Autor: Marta Kerr Carriker
Tendo em vista o momento histórico em que vivemos, em que Deus tem chamado homens e mulheres em todo Brasil para levarem as boas novas do Reino a outras culturas, creio que seja oportuno considerarmos um dos elementos essenciais para atravessarmos as barreiras culturais que nos separam desses diversos grupos: a aprendizagem de língua em idade adulta.

Porque é necessário aprendermos a língua do povo a quem queremos nos dirigir? Cursos de missiologia, e principalmente de antropologia e missões, têm nos conscientizado da importância de apresentarmos o Evangelho de maneira relevante nas diversas culturas. Precisamos revelar às etnias não alcançadas o ato redentor de Cristo, a vida nova e eterna que nEle temos de maneira que possam compreender, e sem exigir que o comportamento resultante dessa revelação seja igual ao nosso, enquanto apenas um comportamento culturalmente definido como apropriado.

Ora, como saberemos quais comportamentos são relevantemente apropriados como conseqüência do evangelho sem uma longa exposicão à cultura e um entendimento profundo da visão de mundo do povo? Isso só pode ser conseguido se nos dispusermos a ouvir o que eles têm a dizer, o que implica em conhecer bem sua língua.

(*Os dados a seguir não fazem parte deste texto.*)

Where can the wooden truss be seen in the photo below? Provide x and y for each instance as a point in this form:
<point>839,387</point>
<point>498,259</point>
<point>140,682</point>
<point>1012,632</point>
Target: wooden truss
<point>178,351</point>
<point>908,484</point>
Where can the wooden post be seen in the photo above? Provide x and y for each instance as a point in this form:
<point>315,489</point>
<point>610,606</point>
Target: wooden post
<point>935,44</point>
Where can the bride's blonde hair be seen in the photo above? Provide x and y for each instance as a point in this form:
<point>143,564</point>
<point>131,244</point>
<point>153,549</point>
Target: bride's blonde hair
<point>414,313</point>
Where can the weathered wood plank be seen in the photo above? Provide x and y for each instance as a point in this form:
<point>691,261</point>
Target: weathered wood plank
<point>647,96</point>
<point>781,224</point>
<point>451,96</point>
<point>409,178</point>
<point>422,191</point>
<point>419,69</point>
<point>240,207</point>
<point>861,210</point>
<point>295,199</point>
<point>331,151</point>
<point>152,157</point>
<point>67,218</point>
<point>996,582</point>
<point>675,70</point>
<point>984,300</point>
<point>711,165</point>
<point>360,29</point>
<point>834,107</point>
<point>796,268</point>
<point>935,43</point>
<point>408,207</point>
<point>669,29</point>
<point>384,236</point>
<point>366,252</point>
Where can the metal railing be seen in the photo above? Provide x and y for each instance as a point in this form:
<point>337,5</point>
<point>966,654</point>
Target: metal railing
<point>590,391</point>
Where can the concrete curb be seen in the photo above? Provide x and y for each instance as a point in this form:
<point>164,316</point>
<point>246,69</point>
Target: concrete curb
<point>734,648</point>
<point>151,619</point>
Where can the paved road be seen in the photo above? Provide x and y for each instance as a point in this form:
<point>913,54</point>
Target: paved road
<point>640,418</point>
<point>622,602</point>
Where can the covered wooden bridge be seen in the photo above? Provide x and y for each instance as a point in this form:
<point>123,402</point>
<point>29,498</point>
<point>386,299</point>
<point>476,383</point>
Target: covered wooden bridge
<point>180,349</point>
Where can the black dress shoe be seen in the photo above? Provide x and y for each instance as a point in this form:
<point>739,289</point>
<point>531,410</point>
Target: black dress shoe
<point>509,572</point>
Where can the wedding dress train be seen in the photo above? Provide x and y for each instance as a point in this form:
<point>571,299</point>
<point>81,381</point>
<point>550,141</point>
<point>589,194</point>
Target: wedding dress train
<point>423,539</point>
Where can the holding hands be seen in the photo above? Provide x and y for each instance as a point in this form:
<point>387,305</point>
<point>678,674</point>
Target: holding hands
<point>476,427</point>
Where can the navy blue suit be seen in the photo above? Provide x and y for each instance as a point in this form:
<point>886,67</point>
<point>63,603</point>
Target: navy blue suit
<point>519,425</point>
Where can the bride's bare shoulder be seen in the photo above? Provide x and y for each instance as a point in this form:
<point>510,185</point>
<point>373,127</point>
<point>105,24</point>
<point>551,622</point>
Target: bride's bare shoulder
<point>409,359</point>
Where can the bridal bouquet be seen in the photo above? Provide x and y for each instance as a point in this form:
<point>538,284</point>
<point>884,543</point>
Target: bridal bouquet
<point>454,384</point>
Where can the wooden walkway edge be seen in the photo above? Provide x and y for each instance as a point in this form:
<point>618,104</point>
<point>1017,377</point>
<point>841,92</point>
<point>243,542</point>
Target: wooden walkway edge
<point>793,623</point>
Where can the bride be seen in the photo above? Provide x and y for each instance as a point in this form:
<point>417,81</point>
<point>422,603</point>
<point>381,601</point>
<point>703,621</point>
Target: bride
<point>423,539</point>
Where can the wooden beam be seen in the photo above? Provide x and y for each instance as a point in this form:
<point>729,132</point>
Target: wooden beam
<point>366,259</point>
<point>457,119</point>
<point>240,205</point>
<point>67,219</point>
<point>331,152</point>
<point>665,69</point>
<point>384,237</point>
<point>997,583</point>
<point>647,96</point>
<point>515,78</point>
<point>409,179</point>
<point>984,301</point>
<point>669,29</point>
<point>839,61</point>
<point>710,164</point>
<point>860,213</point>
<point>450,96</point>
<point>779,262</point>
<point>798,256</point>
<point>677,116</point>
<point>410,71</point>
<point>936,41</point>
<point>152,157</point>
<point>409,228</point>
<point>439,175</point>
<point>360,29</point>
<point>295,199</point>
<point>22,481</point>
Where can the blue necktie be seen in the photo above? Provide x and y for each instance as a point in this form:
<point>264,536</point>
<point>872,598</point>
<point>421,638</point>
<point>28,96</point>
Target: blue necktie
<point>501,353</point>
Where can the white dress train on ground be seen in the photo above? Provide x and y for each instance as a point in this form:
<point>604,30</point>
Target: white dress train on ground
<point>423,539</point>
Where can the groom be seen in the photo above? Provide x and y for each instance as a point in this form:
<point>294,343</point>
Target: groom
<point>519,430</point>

Por isso, ao sairmos do Brasil, precisamos ir com uma atitude formada de que temos muito a aprender. É essencial que nos lembremos que Deus não somente ama o povo que deve ser alcançado, Ele já está presente em seu meio, pelo simples fato de ser onipresente, e que é exatamente por causa desse amor que Ele nos envia. Não somos nós que levamos Deus a um povo, Ele já está lá, e portanto é Deus que nos leva a eles. E esse mesmo Deus é quem vai nos capacitar a enfrentar a tarefa de aprendermos a língua e compreendermos a cultura desse povo de maneira a comunicarmos as boas novas de Seu amor por palavras e ações.

CAPACIDADE OU ESFORÇO

Todos nós somos capazes de aprender línguas e já provamos isso pelo simples fato de que falamos pelo menos uma língua. É comum a idéia de que crianças em todo o mundo, em condições normais, “aprendem a falar” em aproximadamente dois a três anos. Apesar de continuarem seu desenvolvimento linguístico até a adolescência, com uma média de dois a três anos já encantam seus pais e os que com eles convivem com sua capacidade de expressão. A maneira como esse processo de aquisição de língua se dá tem sido motivo de um longo debate entre lingüistas, mas o fato é que é impressionante a “facilidade” com que a maioria de nós aprendeu a se expressar quando criança.

No entanto, quando chegamos à idade adulta e queremos aprender outra língua, a coisa parece não ser tão fácil. Horas de estudo, listas de palavras e regras gramaticais são memórias não tão agradáveis para muitos de nós. Mas, se fomos capazes de aprender nossa própria língua, o que aconteceu que temos tanta dificuldade de aprender outra?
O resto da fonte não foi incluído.